The math adds up to the conclusion the New York Mets – two weeks into the season – are ready to move on from Dillon Gee.
Gee gave the Mets the required innings in two unimpressive starts, but recent circumstances conspired to making it impossible for them to allow him time to work out his problems and fall into a groove.
GEE: On thin ice. (Getty)
GM Sandy Alderson finally realized the Mets can’t exist with a four-man bench so they promoted utility infielder Danny Muno.
Well, to bring him up, somebody had to go down, but whom?
The Mets like Rafael Montero’s upside as a starter more than out of the bullpen, where he has a 4.15 ERA in four appearances, and with Vic Black and Bobby Parnell about to come off the disabled list, he was the logical one.
In conjunction with Montero’s demotion, the Mets say he will be stretched out so he can be used as a starter April 28 against Miami.

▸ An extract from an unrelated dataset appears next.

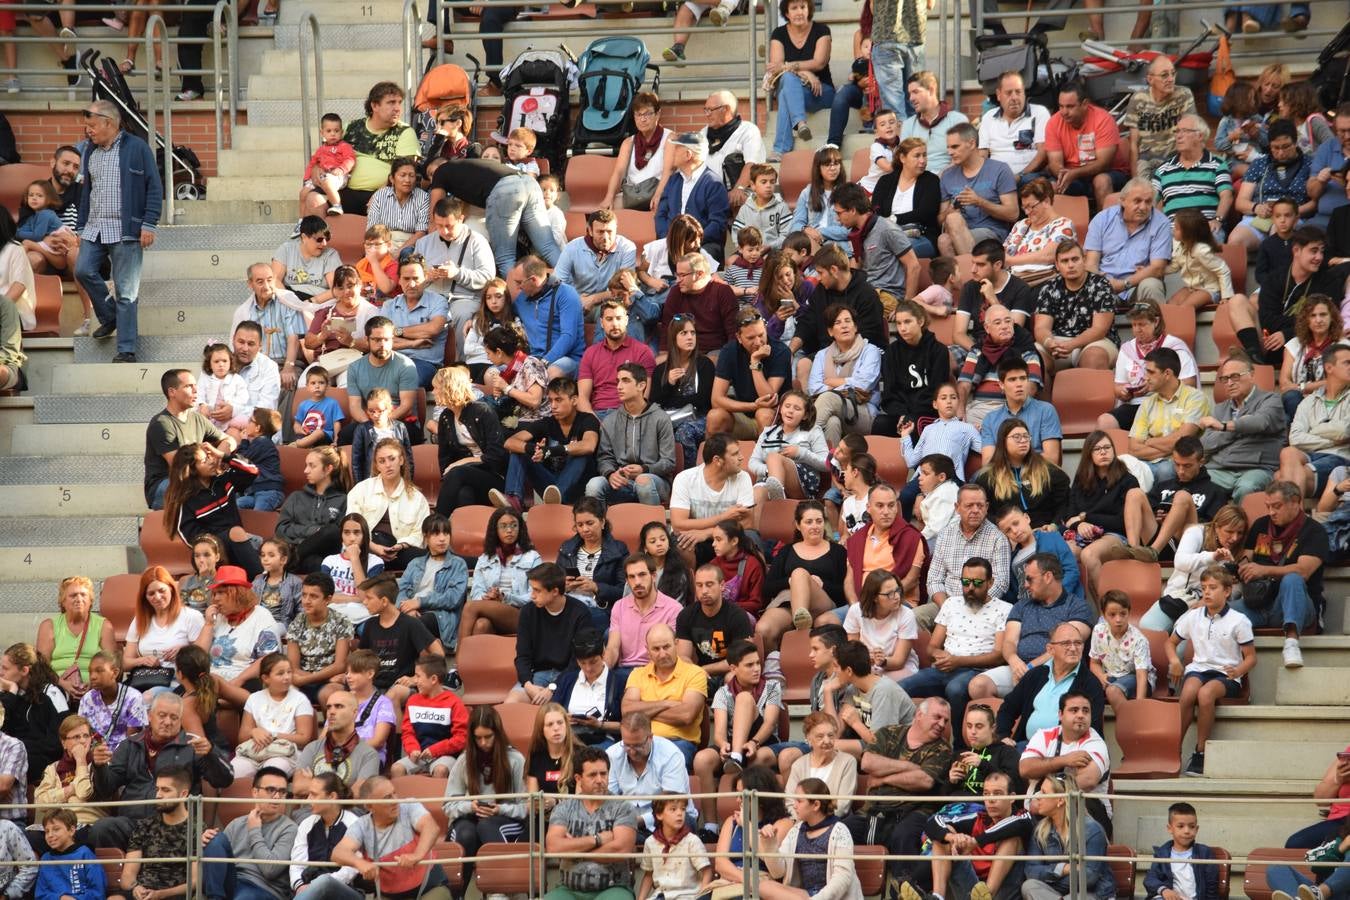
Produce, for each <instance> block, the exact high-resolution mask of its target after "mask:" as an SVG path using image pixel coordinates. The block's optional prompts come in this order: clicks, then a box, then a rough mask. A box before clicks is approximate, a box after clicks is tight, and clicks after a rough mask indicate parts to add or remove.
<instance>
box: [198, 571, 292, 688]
mask: <svg viewBox="0 0 1350 900" xmlns="http://www.w3.org/2000/svg"><path fill="white" fill-rule="evenodd" d="M205 623H207V627H204V629H202V630H201V634H198V636H197V641H196V644H197V646H200V648H201V649H204V650H207V653H209V654H211V671H212V672H213V673H216V675H219V676H220V677H221V679H223V680H225V681H228V683H231V684H234V685H236V687H244V685H246V684H247V683H248V681H257V687H261V685H262V681H261V680H259V677H258V663H259V660H262V657H265V656H267V654H269V653H277V652H279V650H281V634H282V629H281V626H279V625H278V623H277V619H274V618H273V617H271V613H269V611H267V609H266V607H263V606H262V604H259V603H258V595H257V594H254V592H252V580H251V579H250V578H248V576H247V575H246V573H244V571H243V569H242V568H239V567H238V565H221V567H220V568H219V569H216V580H215V582H212V583H211V606H208V607H207V615H205ZM250 690H252V688H250Z"/></svg>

The Mets also said Montero could get more than one start, and since they will not go to a six-man rotation more than one time, and a trade not imminent, where does that leave Gee?
They currently have seven relievers, and with Black, and then, Parnell, to be activated that would require two moves. Buddy Carlyle and Erik Goeddel are the most logical, or one of the three left-handers could also go.
A third reliever would have to go down if the Mets opt to use Gee in long relief, but that hasn’t seriously been discussed. Maybe they’ll send him down, or trade him for next to nothing, or just release him.
Several days ago I wrote why I admired Gee and those reasons still stand. However, it really doesn’t matter because it figures he won’t be around much longer.